Dovrebbe essere ormai chiaro. Refn è un autore complesso. Ora si comprende perché qualcosa, in Drive, appariva sfilacciato: era dovuto ad una addolcirsi del suo modo di fare cinema. In Solo Dio Perdona Refn è tornato Refn: fotte lo spettatore a ogni film, a ogni sequenza. Lo inganna, gli dà i brividi, lo scaraventa sulla poltrona, lo manda fuori di testa, lo fa gridare all'osceno, allo scandalo: e intanto gira capolavori. 

Commenti

MrJamesFord ha detto…
Ancora mi manca, dovrò rimediare al più presto!
Jean Jacques ha detto…
L'ho trovato visivamente immenso, ma a livello di contenuto mi è sembrato pretestuoso e vagamente fallace.
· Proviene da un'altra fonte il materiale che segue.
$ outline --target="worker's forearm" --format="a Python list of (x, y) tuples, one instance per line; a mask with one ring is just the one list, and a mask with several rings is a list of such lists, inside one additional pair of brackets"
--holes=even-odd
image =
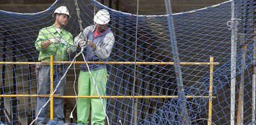
[(48, 46), (50, 44), (51, 44), (51, 42), (49, 40), (42, 42), (41, 46), (42, 46), (43, 49), (46, 49), (47, 47), (48, 47)]

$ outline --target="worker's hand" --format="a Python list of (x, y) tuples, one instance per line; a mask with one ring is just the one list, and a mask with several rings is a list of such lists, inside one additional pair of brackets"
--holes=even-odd
[(90, 40), (88, 40), (87, 44), (92, 46), (94, 49), (96, 49), (96, 45)]
[(85, 41), (80, 41), (79, 42), (79, 46), (82, 48), (85, 45)]
[(73, 50), (71, 49), (71, 47), (69, 47), (67, 49), (67, 52), (69, 54), (73, 52)]
[(49, 41), (51, 42), (51, 44), (58, 44), (60, 41), (61, 41), (61, 38), (52, 38), (52, 39), (49, 39)]

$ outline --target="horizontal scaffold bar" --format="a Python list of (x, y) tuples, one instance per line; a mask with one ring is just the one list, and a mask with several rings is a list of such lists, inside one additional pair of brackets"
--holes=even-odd
[[(59, 64), (70, 64), (72, 62), (69, 61), (54, 61), (54, 63)], [(49, 65), (50, 62), (0, 62), (0, 65)], [(109, 64), (109, 65), (174, 65), (174, 62), (74, 62), (74, 64)], [(219, 65), (218, 62), (213, 62), (213, 65)], [(210, 62), (180, 62), (181, 65), (209, 65)]]
[[(0, 97), (49, 97), (50, 95), (0, 95)], [(66, 99), (74, 99), (74, 98), (89, 98), (89, 99), (98, 99), (98, 95), (53, 95), (54, 98), (66, 98)], [(109, 96), (101, 96), (102, 99), (165, 99), (165, 98), (178, 98), (177, 95), (109, 95)], [(191, 98), (209, 98), (209, 96), (197, 96), (197, 95), (187, 95), (187, 99)], [(211, 97), (216, 98), (216, 97)]]

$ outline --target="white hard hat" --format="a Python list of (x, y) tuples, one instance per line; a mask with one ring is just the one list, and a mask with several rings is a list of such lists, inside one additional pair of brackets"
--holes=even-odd
[(107, 24), (110, 21), (110, 15), (105, 9), (100, 10), (94, 16), (93, 21), (99, 25)]
[(69, 15), (69, 18), (70, 18), (70, 15), (69, 15), (69, 11), (67, 9), (67, 7), (65, 6), (60, 6), (58, 7), (54, 12), (53, 14), (53, 17), (55, 17), (56, 14), (66, 14)]

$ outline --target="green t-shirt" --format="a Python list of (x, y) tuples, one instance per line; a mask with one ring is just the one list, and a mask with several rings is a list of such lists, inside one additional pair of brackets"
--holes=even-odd
[[(63, 42), (51, 44), (45, 49), (42, 48), (42, 42), (54, 38), (60, 38)], [(40, 51), (39, 61), (49, 61), (51, 55), (54, 56), (55, 61), (66, 61), (68, 60), (67, 48), (70, 47), (72, 51), (75, 49), (71, 33), (64, 28), (61, 29), (61, 31), (58, 32), (53, 25), (41, 29), (35, 46)]]

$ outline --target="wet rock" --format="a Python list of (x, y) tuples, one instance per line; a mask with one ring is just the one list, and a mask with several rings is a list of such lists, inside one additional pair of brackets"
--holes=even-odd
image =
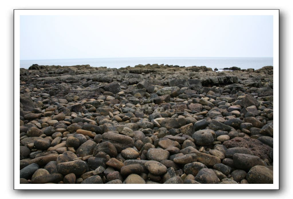
[(272, 184), (273, 171), (262, 166), (254, 166), (249, 170), (246, 178), (251, 184)]
[(32, 179), (32, 184), (45, 184), (50, 183), (57, 183), (63, 180), (63, 176), (60, 174), (48, 174), (36, 177)]
[(236, 137), (224, 142), (223, 144), (227, 148), (244, 147), (251, 151), (253, 154), (262, 159), (268, 158), (272, 148), (255, 139)]
[(146, 154), (147, 158), (150, 160), (160, 162), (168, 159), (170, 156), (169, 152), (161, 149), (151, 148), (148, 150)]
[(145, 184), (146, 182), (137, 174), (130, 174), (124, 180), (124, 184)]
[(196, 154), (191, 153), (175, 157), (173, 159), (173, 161), (176, 164), (185, 164), (196, 162), (197, 159)]
[(97, 143), (89, 140), (81, 145), (76, 151), (76, 155), (79, 157), (84, 157), (92, 155)]
[(150, 160), (146, 162), (144, 165), (151, 173), (155, 175), (160, 175), (167, 172), (167, 167), (158, 162)]
[(85, 162), (78, 160), (59, 163), (57, 168), (58, 172), (63, 175), (72, 173), (79, 175), (86, 172), (87, 166)]
[(259, 157), (242, 153), (235, 153), (233, 155), (233, 164), (236, 168), (244, 171), (249, 171), (257, 165), (265, 166)]
[(202, 169), (195, 176), (195, 180), (202, 184), (218, 184), (220, 180), (212, 170)]
[(166, 118), (161, 122), (161, 127), (164, 127), (168, 129), (178, 128), (185, 125), (186, 120), (184, 118)]
[(185, 174), (192, 174), (195, 176), (202, 169), (207, 168), (207, 166), (202, 163), (195, 162), (188, 163), (185, 165), (183, 170)]
[(93, 176), (84, 180), (81, 184), (103, 184), (103, 181), (99, 176)]
[(118, 152), (128, 147), (133, 146), (134, 142), (129, 136), (120, 135), (110, 132), (103, 134), (102, 142), (108, 141), (112, 143)]
[(20, 171), (20, 178), (26, 179), (30, 179), (35, 172), (39, 168), (37, 164), (33, 163), (25, 167)]
[(96, 155), (100, 152), (104, 152), (112, 157), (116, 157), (117, 154), (115, 146), (108, 141), (103, 142), (96, 145), (94, 150), (93, 154)]
[(200, 146), (210, 145), (214, 142), (213, 133), (214, 132), (211, 129), (200, 130), (196, 131), (192, 135), (195, 144)]
[(170, 178), (164, 183), (164, 184), (183, 184), (183, 181), (181, 178), (178, 176), (176, 176)]

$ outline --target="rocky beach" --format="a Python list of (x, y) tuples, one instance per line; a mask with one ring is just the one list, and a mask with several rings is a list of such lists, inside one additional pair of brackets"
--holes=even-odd
[(20, 72), (21, 183), (273, 183), (272, 66)]

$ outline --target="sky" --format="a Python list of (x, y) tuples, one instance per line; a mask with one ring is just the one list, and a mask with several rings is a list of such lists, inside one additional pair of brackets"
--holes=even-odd
[(22, 16), (20, 59), (272, 57), (270, 16)]

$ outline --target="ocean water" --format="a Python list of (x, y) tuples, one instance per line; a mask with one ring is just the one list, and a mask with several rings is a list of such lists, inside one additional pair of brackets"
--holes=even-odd
[(273, 66), (272, 57), (130, 57), (62, 59), (21, 60), (20, 68), (28, 68), (33, 64), (61, 66), (89, 64), (91, 66), (119, 68), (139, 64), (157, 64), (180, 66), (204, 66), (213, 69), (236, 66), (241, 69), (260, 68)]

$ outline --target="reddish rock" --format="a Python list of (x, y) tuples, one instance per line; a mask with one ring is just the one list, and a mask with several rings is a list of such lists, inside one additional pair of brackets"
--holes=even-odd
[(227, 148), (234, 147), (245, 147), (250, 149), (255, 155), (262, 159), (269, 159), (272, 148), (255, 139), (245, 139), (239, 137), (225, 141), (223, 144)]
Fa pensare, senza dubbio, ma alla lunga ti chiedi se non ti sei perso un'ora e mezza a guardare il nulla.
Veronica ha detto…
Salve, Jean. benvenuto da queste parti.

Io credo che, in fondo, il nulla sia lo scopo di Refn. Tutti i suoi personaggi sono ingabbiati in una vita priva di senso, che si ripete di continuo - penso a Bronson e alla sua violenza gratuita e ridondante, al vuoto delle corse in macchina del Driver di Drive, al vuoto che ti lascia un film sfuggente come Pusher.
E, ad un certo punto, i personaggi di Refn vogliono dare un senso al nulla della loro vita. Bronson lo fa mettendosi sul palcoscenico; One-Eye, in Valhalla Rising, si sacrifica per il bambino, dando senso alla sua vita di violenza; il Driver cerca di salvare Irene; Julian tenta di riscattarsi da una vita che si ripete inutile e incessante - salvando la bimba e sacrificando le braccia.
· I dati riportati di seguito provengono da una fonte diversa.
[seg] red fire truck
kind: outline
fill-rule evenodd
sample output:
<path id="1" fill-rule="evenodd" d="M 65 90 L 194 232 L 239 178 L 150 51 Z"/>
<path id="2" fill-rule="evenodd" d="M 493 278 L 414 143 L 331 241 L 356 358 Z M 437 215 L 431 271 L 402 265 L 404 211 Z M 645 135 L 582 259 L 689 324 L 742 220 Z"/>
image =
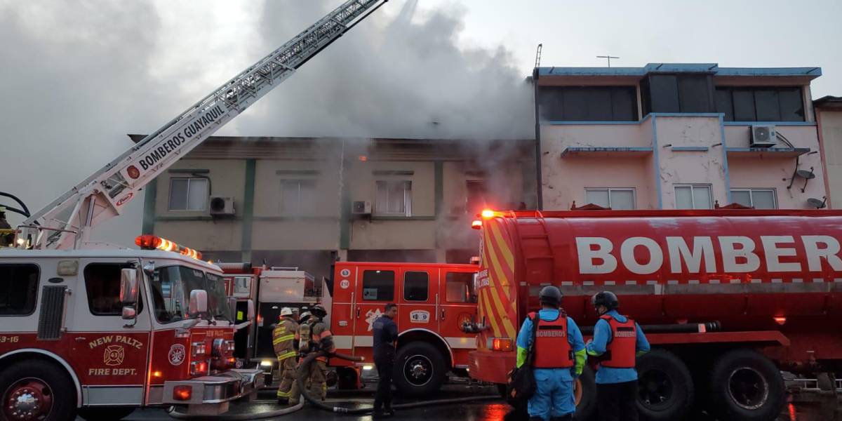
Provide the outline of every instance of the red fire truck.
<path id="1" fill-rule="evenodd" d="M 482 230 L 478 349 L 471 376 L 504 383 L 538 291 L 555 285 L 586 336 L 591 295 L 616 292 L 647 333 L 638 359 L 646 419 L 683 419 L 694 404 L 721 419 L 774 419 L 779 370 L 842 369 L 842 212 L 587 210 L 488 212 Z M 594 410 L 593 373 L 578 384 Z"/>
<path id="2" fill-rule="evenodd" d="M 338 352 L 366 361 L 331 360 L 340 381 L 354 382 L 360 368 L 373 367 L 371 324 L 390 302 L 398 308 L 394 381 L 402 393 L 429 394 L 448 370 L 466 370 L 477 342 L 462 327 L 476 321 L 477 269 L 476 264 L 338 262 L 328 284 L 331 331 Z"/>
<path id="3" fill-rule="evenodd" d="M 0 418 L 216 414 L 256 393 L 262 371 L 232 369 L 220 269 L 159 237 L 137 242 L 157 249 L 0 250 Z"/>

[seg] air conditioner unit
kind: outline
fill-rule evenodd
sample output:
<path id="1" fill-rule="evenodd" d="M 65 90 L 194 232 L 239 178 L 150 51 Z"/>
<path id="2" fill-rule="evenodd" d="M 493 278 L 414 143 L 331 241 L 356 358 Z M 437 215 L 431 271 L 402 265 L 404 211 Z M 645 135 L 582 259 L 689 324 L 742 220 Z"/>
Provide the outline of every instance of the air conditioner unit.
<path id="1" fill-rule="evenodd" d="M 752 125 L 751 147 L 771 147 L 778 144 L 774 125 Z"/>
<path id="2" fill-rule="evenodd" d="M 368 200 L 354 200 L 351 205 L 352 215 L 371 215 L 371 202 Z"/>
<path id="3" fill-rule="evenodd" d="M 234 198 L 210 196 L 210 215 L 234 215 Z"/>

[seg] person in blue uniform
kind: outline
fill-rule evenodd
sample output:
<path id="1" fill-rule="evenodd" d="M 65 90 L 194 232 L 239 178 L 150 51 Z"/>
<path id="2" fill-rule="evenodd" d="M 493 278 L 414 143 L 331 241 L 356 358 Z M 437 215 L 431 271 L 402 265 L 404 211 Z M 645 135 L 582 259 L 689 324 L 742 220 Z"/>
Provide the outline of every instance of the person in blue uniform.
<path id="1" fill-rule="evenodd" d="M 637 421 L 637 356 L 649 351 L 649 341 L 634 320 L 617 312 L 620 300 L 611 291 L 591 297 L 600 320 L 588 355 L 600 360 L 596 371 L 596 399 L 600 419 Z"/>
<path id="2" fill-rule="evenodd" d="M 541 309 L 531 312 L 518 333 L 517 366 L 522 366 L 536 332 L 533 368 L 536 390 L 527 405 L 530 421 L 570 421 L 576 412 L 573 383 L 587 360 L 582 332 L 561 308 L 562 291 L 545 286 L 538 295 Z M 536 322 L 533 322 L 536 320 Z"/>

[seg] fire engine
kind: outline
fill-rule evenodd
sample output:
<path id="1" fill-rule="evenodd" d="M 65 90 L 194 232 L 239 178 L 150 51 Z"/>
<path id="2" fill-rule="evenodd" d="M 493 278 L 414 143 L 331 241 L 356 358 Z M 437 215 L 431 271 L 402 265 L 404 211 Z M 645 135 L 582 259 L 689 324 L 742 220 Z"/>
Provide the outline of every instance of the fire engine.
<path id="1" fill-rule="evenodd" d="M 372 361 L 371 324 L 388 303 L 397 305 L 394 382 L 402 393 L 423 396 L 441 386 L 448 370 L 465 372 L 476 335 L 464 325 L 477 317 L 476 264 L 337 262 L 333 275 L 331 332 L 337 352 Z M 354 383 L 370 363 L 331 360 L 339 381 Z"/>
<path id="2" fill-rule="evenodd" d="M 603 290 L 641 325 L 653 349 L 637 360 L 646 419 L 684 419 L 694 404 L 720 419 L 775 419 L 780 370 L 842 369 L 840 211 L 488 211 L 478 225 L 476 379 L 506 381 L 547 285 L 585 335 Z M 593 372 L 577 386 L 587 418 Z"/>
<path id="3" fill-rule="evenodd" d="M 344 2 L 44 209 L 19 210 L 17 249 L 0 250 L 4 418 L 119 419 L 162 404 L 209 414 L 253 394 L 261 371 L 228 369 L 237 310 L 219 267 L 155 237 L 137 243 L 156 250 L 103 249 L 91 229 L 386 2 Z"/>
Nessuna vita ha un senso, finché non si decide di fare quel gesto (finale o meno) pieno di significato.
Anonimo ha detto…
ciao Veronica, spero tutto bene- adoro il cinema e x caso mi sono imbattuta nella tua recensione; ti volevo fare i complimenti, io ne ho lette un botto e visto speciali su speciali, perché quando qualcosa mi piace cerco di andare a fondo, e devo dire che la tua è l'unica rece in cui si mette in risalto il ero nocciolo dei film di refn, e cioè la trafsormazione(umana) mediante l'atto - OGF mi ha fatto ritornare al cinema(erano 5 anni che nn ci andavo) e lo ritengo un capolavoro - ciao! sergio
Veronica ha detto…
Ciao! Grazie infinite per esserti imbattuto nella mia recensione :). È stato trattato molto male questo film di Refn, ma io l'ho trovato una vera sorpresa. Purtroppo non ho potuto vedere tutti i lavori di Refn al cinema, ma ho avuto la fortuna di vedere, oltre Only god forgives, anche Drive. Quando vedi i suoi film sul grande schermo ti accorgi della genialità di questo regista. A presto!